Secondary data concerning maternal and neonatal and child risks filtered and cleaned from DHIS, IDSR and NBC will be generated. These data will be used to generate spectrum of factor and their weights for determining the timing of risk detection and their management at national level.

Moreover, in phase two of this project individual routine data to be collected from health facilities will be used to extract factors associated with MMR threat, in order to determine the likelihood of MMR maternal, neonatal and child health risks before and after the pregnancy. This will assist the hospital management to act and intervene at individual level.

Long-term vision

Once the models have been selected they will continue being tested with more incoming data. The second phase of this project will involve development of AI system of early detection of maternal, neonatal and child health risks at hospital level, which will also be integrated to the developed predictions models and data sources at national level.

If this pilot study will show positive results. A future project will involve testing and scale up the developed tool to be used as a control intervention schemes in other areas and even to scale up for other diseases.

Personel

Dr. Gladness G. Mwanga holds a PhD in Information and Communication Science and Engineering focusing on decision-support tools using Machine learning. She is a mentor in Data science at NOTTECH Lab. In the past four years she has been working on a data science projects that gave her experience in building AI systems in solving various problems within the society. One of them she managed to develop machine learning models to predict decisions to be made by dairy farmers, identifying factors that can influence their decisions and forecast on farmers demands regarding to their specific needs or services in four Eastern Africa countries (Ethiopia, Kenya, Tanzania and Uganda). Gladness also has four years’ experience of working as a research assistant at The Nelson Mandela African Institution of Science and Technology and a consultant in developing ICT based platforms, visualization tools and oversee all activities to ensure a successful project. She’s is going to lead this project and assist in the development of an AI system.

Mr. Timothy Wikedzi is a Senior Software Engineer and a mentor at Nottech Lab, he has intensive experience in building and managing large scale software solutions. Since 2018 he has been a part of the Core team that built and support services for ShowClix Inc an Event Management and Ticketing company based in Pittsburgh USA. Prior to that Mr. Timothy has worked as Lead Tech Consultant in projects that helped to build tools and services for various Organizations in Tanzania, UK, and the USA. Timothy’s areas of interest are in building scalable solution, secured web applications, building fast and efficient systems, forming and leading teams behind software products. He  therefore brings in skills in system development.

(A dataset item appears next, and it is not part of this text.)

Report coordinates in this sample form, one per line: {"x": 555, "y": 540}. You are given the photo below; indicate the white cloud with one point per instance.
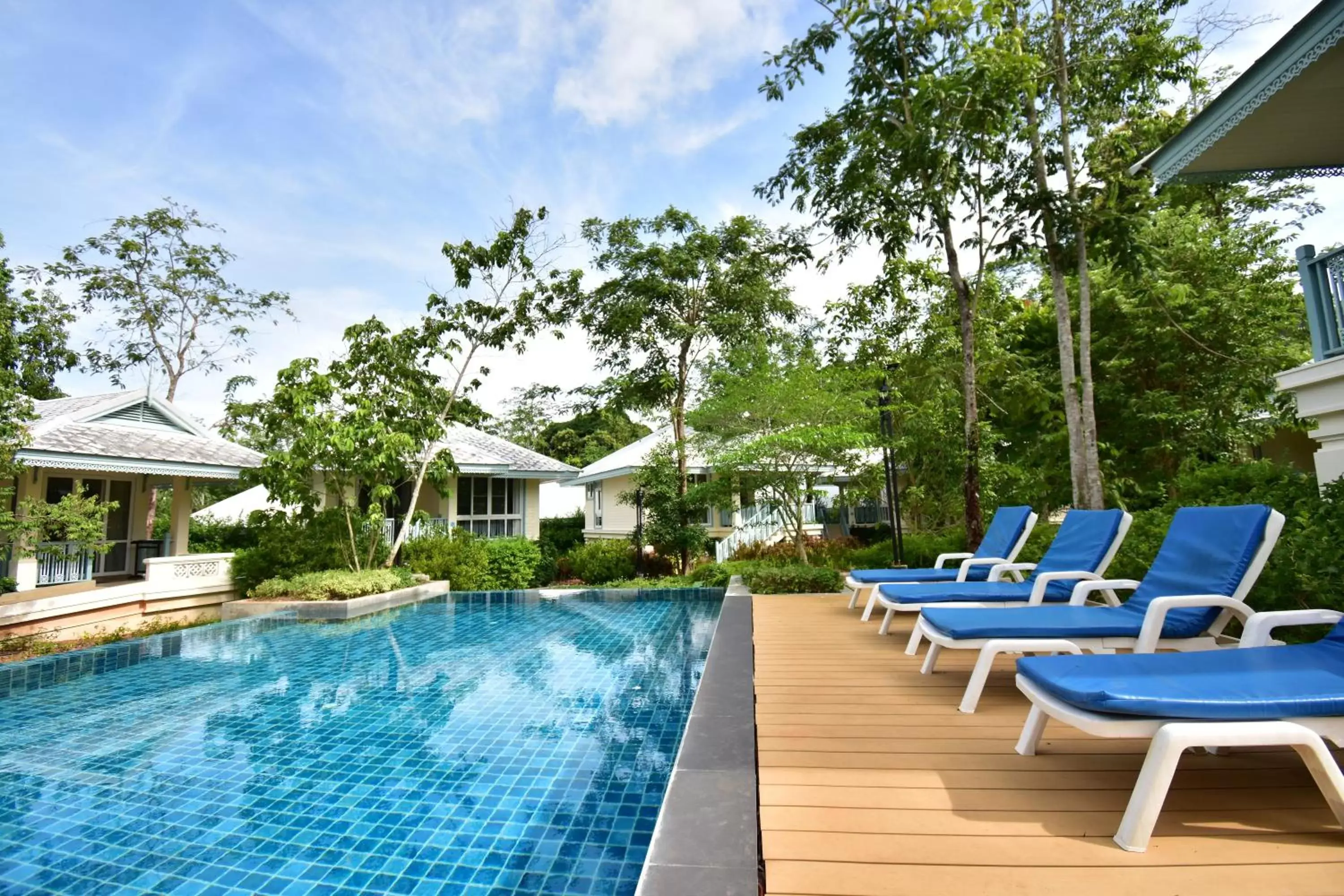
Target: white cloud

Mr. Scott Businge is a Senior Software Engineer and a python mentor at NOTTECH lab, but He has specialized in DevOps and Software engineering with Python and Golang. He has diverse practical
experience and abilities both in software development and Operations. He is also, committed to automation, systems optimisation, security, immediate software delivery practices and monitoring processes. He has previously worked with big tech companies in Africa such Andela which offers world class Software Engineering solutions to clients around the world. He therefore brings in skills in system development using advanced python and launching of the system (DevOps).

Disclaimer

This work has been funded by Artificial Intelligence 4 Development (AI4D) programme as part of the AI4D/IndabaX Innovation Grant programme.